Non sconsiglierei di venire né ai turisti né alle persone che vogliono trasferirsi, però non bisogna dimenticare che rimane una città con fortissime diseguaglianze sociali e quindi la criminalità è reale. La città è percepita come una città rilassata, come una bolla all’interno del Continente africano, e questo fa sì che si abbassi un po’ la guardia; il turista magari si beve una birra in più o rimane in spiaggia di notte: sono tutte cose che è meglio evitare. È una città che si può vivere, visitare, abitare, ma con attenzione.
- Quali sono i suoi tre luoghi del cuore di Cape Town?
In primo luogo, la spiaggia di Beta Beach, un piccolo tratto di litorale vicino Camps Bay, che mi fece conoscere una persona a me molto cara. É vicina alla mia precedente casa e quando potevo, uscendo dall’ufficio d’estate, mi godevo lì il tramonto. Ho passato lì momenti molto belli.
Un luogo invece più legato alla città è il Tennis Club di Gardens che è proprio di fronte a casa mia. Qui vale la regola del “Social”, ossia andare lì il sabato e senza prenotazione né preavviso formare le squadre di tennis, o bere una birra in modo molto rilassato. Come fosse una piazza, dove si può andare senza prenotare e senza invito.

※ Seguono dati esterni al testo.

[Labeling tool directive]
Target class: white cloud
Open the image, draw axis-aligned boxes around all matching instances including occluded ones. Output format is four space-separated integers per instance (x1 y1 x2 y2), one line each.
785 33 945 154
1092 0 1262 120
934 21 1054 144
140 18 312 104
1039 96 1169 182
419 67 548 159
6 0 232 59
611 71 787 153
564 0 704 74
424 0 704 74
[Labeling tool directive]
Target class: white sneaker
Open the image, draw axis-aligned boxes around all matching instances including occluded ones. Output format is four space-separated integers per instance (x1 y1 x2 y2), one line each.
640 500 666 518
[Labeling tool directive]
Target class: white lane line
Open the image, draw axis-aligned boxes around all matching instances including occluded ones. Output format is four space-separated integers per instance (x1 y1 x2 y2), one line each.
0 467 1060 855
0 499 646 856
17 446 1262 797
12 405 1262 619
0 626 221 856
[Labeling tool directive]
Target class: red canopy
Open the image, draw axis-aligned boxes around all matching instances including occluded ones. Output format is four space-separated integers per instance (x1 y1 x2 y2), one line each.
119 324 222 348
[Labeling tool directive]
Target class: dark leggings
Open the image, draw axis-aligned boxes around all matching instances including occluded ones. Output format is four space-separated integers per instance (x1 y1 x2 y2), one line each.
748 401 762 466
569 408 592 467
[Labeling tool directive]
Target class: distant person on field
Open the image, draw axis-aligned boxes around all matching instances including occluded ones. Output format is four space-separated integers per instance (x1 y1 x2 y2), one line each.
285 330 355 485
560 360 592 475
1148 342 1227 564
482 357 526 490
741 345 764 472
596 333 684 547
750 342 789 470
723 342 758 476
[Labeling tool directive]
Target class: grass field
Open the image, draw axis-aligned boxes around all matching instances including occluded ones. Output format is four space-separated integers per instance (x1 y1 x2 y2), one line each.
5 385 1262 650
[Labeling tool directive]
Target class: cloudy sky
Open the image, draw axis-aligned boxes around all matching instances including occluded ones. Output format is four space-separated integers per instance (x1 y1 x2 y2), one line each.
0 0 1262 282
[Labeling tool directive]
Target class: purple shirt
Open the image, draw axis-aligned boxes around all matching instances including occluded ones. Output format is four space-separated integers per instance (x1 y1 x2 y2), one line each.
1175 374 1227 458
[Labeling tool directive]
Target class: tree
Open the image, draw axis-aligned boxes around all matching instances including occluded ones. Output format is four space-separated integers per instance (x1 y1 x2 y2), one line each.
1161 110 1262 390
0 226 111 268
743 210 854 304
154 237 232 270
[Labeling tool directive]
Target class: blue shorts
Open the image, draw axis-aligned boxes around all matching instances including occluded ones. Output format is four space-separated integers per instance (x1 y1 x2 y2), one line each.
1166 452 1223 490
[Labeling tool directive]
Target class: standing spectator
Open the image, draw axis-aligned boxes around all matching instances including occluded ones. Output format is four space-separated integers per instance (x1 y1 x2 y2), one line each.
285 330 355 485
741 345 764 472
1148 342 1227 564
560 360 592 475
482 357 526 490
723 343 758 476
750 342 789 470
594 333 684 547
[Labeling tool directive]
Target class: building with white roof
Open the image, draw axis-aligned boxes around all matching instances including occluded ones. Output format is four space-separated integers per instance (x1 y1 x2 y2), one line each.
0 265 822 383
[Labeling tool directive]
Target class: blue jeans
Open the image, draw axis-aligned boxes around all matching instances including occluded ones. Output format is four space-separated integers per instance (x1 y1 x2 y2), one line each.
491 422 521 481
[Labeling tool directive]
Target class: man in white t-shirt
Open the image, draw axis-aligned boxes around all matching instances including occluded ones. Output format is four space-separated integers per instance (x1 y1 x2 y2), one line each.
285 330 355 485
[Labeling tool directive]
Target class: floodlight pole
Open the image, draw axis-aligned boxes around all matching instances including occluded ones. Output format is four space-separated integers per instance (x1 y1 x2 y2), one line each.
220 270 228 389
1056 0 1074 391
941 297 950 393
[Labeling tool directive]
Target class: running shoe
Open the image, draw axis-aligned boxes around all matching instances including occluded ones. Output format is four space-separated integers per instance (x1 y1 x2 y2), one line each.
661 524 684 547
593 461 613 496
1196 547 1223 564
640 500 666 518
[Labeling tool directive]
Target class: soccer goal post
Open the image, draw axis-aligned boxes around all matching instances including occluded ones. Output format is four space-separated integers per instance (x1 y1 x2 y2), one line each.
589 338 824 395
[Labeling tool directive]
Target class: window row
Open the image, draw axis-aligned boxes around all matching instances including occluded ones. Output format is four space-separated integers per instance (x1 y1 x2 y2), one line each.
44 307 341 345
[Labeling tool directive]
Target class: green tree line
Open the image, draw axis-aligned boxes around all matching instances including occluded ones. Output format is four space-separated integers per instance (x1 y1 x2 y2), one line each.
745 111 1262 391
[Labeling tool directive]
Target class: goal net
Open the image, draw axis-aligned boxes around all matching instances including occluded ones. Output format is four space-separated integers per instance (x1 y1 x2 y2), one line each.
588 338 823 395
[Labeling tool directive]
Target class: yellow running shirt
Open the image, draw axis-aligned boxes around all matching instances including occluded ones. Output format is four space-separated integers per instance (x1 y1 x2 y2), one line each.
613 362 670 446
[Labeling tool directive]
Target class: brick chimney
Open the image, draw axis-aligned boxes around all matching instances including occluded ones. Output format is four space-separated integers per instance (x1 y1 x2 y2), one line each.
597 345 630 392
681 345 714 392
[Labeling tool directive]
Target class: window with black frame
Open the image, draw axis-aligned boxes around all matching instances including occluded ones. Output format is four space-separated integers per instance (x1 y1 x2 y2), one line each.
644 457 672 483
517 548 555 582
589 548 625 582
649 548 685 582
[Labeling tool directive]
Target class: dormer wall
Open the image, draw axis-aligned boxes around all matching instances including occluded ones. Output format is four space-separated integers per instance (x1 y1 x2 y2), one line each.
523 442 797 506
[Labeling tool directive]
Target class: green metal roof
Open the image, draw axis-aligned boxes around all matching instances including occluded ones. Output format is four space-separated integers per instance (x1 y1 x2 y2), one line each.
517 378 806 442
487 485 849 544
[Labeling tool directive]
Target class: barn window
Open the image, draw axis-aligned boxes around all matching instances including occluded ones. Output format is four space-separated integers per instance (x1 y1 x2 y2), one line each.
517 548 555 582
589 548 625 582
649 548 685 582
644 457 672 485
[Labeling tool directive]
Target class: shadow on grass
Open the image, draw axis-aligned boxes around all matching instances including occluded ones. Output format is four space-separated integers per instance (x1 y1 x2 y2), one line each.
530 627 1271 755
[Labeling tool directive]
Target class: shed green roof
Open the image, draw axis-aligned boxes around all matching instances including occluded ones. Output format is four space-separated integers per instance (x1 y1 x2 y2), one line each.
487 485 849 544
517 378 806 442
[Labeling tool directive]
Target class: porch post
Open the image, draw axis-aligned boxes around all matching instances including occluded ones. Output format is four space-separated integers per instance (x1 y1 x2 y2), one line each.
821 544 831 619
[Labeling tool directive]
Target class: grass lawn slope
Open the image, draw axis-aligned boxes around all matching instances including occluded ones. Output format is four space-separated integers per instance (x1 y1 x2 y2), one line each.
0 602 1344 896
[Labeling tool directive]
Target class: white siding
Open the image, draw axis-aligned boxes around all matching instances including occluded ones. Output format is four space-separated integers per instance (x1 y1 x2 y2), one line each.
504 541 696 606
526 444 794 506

Il terzo luogo del cuore è la strada che connette Camps Bay a Lladudno Beach, verso Hout Bay. Una strada meravigliosa. Mi ricordo come fosse ieri quando l’ho percorsa con la macchina la prima volta. Mi diede un senso di grandissima libertà, di bellezza, di contatto con il mare, quell’odore fortissimo di salsedine, una luce speciale che solo Cape Town può regalare.
Ringraziamo di cuore il Console Tagliaferri per la sua cortese disponibilità.